Good Ethiopian food should be almost entirely gluten free, as the injera (“pancake”) is traditionally made from teff, not wheat, and wheat, rye and barley aren’t used much, if at all. But I’m always concerned that they might be cutting their teff with wheat to save costs. There are two places in my city that I know I can call ahead and ask them to prepare some gluten free injera and trust that they will (Abyssinia and Ras Dashen). But the injera they normally serve has wheat - the rest of their food does not.

Only their Prairie Path Ale. It was accidental; they were trying to reduce the chill haze that some people dislike, and it cut down the gluten content to 5 ppm (FDA standards are 20 ppm or less).

Sour cream should be gluten free but some economy brands have thickeners. That could be a potential problem at some (low end?) Mexican restuarants.

Also, any kind of meatball or dumpling can have wheat flour added as a thickener. I know falafel that were earlier mentioned as potentially gluten free very often include wheat flour along with the chickpea.

Do they? Interesting. I have only had the falafel from two places and was told in both that they were gluten free, but it’s good to know that may not always be the case.

I’m saddened more at the thought of wheat in sour cream!

Take a look at the labels. All kinds of things use “modified food starch” as a thickener. This is almost always corn starch, but they can use any kind of starch depending on what’s cheapest. It just turns out that corn starch is almost always the actual ingredient but this means they don’t have to change the label if they happen to use starch with another origin.

Plenty of other products use gelatin, which can take something that seems vegetarian and add boiled baby cow extract to it.

I know the regular brand of sour cream at our supermarket comes in three varieties. “Lite”, “Regular” and “Natural”. Read the label for “natural” and it’s “Cultured Cream, Milk, Enzymes. Gluten-free.” Read the label for “regular” and it’s “Cultured Pasteurized Cream and Milk, Whey, Modified Corn Starch, Sodium Phosphate, Guar Gum, Carrageenan, Calcium Sulfate, Maltodextrin, Citric Acid, Carob Bean Gum, Potassium Sorbate (as preservative)”

An Ethiopian restaurant near us has “regular” and “gluten-free” injera, where the “regular” includes wheat. It is unfortunate, because the more traditional teff-only version is much tastier (it has a fuller sour flavor). If you don’t specifically ask for that you get the inferior version.

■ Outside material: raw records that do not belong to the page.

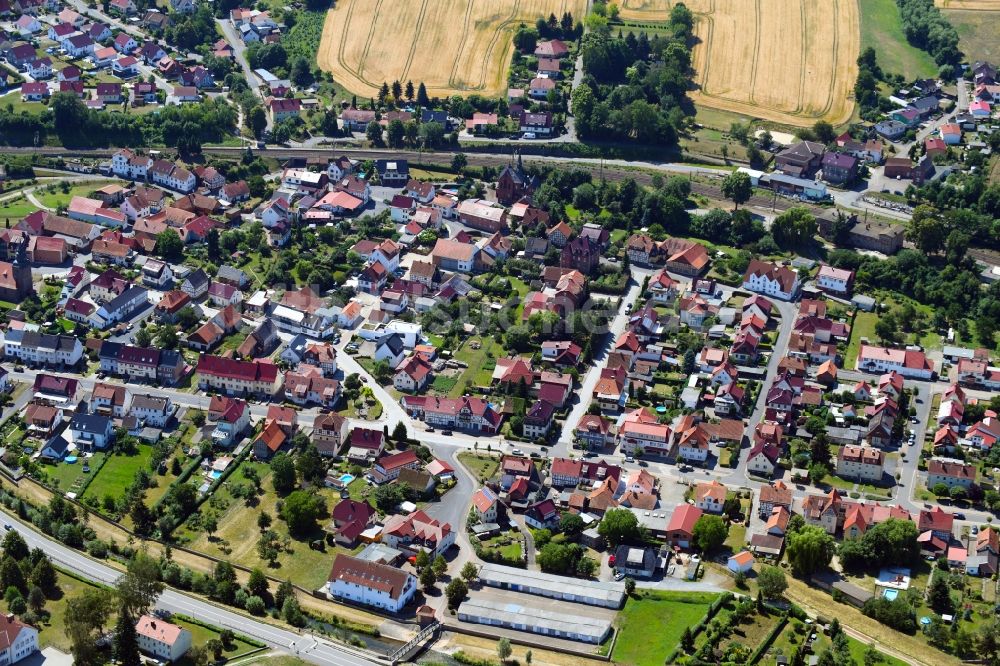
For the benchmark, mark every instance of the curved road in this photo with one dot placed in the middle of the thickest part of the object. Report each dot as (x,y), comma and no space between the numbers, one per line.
(307,647)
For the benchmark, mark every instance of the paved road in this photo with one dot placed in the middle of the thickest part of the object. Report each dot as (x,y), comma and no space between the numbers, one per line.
(589,380)
(307,647)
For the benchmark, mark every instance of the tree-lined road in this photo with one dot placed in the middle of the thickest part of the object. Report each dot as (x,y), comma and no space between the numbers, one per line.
(306,646)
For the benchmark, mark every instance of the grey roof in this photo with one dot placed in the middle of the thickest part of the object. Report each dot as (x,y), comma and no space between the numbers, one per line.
(90,423)
(231,274)
(125,299)
(534,619)
(394,342)
(152,402)
(36,340)
(551,585)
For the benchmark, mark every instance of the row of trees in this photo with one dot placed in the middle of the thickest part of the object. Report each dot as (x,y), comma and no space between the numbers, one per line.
(635,88)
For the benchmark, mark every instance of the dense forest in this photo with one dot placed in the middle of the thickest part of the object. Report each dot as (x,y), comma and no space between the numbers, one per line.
(635,87)
(927,29)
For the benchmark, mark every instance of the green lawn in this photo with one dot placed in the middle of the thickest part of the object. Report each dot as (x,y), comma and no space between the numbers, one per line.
(882,29)
(59,199)
(118,473)
(480,364)
(480,465)
(69,477)
(237,533)
(650,627)
(52,630)
(200,635)
(863,327)
(16,208)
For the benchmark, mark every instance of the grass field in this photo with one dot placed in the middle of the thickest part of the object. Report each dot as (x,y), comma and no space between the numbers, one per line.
(992,5)
(977,31)
(454,47)
(118,473)
(669,612)
(742,69)
(881,28)
(237,534)
(15,208)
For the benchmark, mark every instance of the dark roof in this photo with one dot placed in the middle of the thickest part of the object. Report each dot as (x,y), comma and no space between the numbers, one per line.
(92,423)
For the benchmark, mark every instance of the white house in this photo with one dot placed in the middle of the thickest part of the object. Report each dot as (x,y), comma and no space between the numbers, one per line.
(17,639)
(162,639)
(907,362)
(91,431)
(370,583)
(741,562)
(391,350)
(764,277)
(836,280)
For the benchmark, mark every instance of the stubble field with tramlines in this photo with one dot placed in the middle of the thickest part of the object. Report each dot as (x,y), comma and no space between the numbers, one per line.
(788,61)
(452,46)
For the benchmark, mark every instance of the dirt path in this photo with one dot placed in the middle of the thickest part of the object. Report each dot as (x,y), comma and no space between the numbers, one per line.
(908,648)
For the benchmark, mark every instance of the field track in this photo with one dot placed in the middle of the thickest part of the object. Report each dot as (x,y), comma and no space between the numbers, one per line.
(455,47)
(984,5)
(788,61)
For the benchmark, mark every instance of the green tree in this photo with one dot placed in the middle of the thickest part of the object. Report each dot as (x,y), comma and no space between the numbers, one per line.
(455,592)
(469,571)
(772,583)
(282,473)
(140,586)
(939,594)
(737,187)
(85,618)
(809,550)
(169,246)
(795,228)
(926,229)
(301,512)
(374,134)
(15,546)
(619,526)
(710,533)
(256,120)
(126,645)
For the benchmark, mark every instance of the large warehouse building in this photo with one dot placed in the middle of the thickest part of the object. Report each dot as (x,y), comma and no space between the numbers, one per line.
(593,593)
(536,620)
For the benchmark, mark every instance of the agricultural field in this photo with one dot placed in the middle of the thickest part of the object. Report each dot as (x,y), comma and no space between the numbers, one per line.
(740,70)
(990,5)
(454,48)
(882,29)
(977,30)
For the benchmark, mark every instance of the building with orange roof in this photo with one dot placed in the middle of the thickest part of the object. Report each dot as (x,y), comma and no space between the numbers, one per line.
(269,441)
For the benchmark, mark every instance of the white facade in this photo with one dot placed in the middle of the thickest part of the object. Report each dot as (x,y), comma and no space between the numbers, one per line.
(762,284)
(25,644)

Oatmeal is naturally gluten-free, since oats don’t have gluten. However, most oatmeal can’t be labeled gluten-free because it can be processed in the same machinery as wheat products, so there can be trace amounts of gluten.

So, it’s fine for people who want to minimize gluten, but not for people who have very low tolerances.

While true, in the U.S. they are supposed to have to label it if they choose wheat.

Sometimes I wish I could afford one of those gluten testing kits and go to town on a bunch of foods.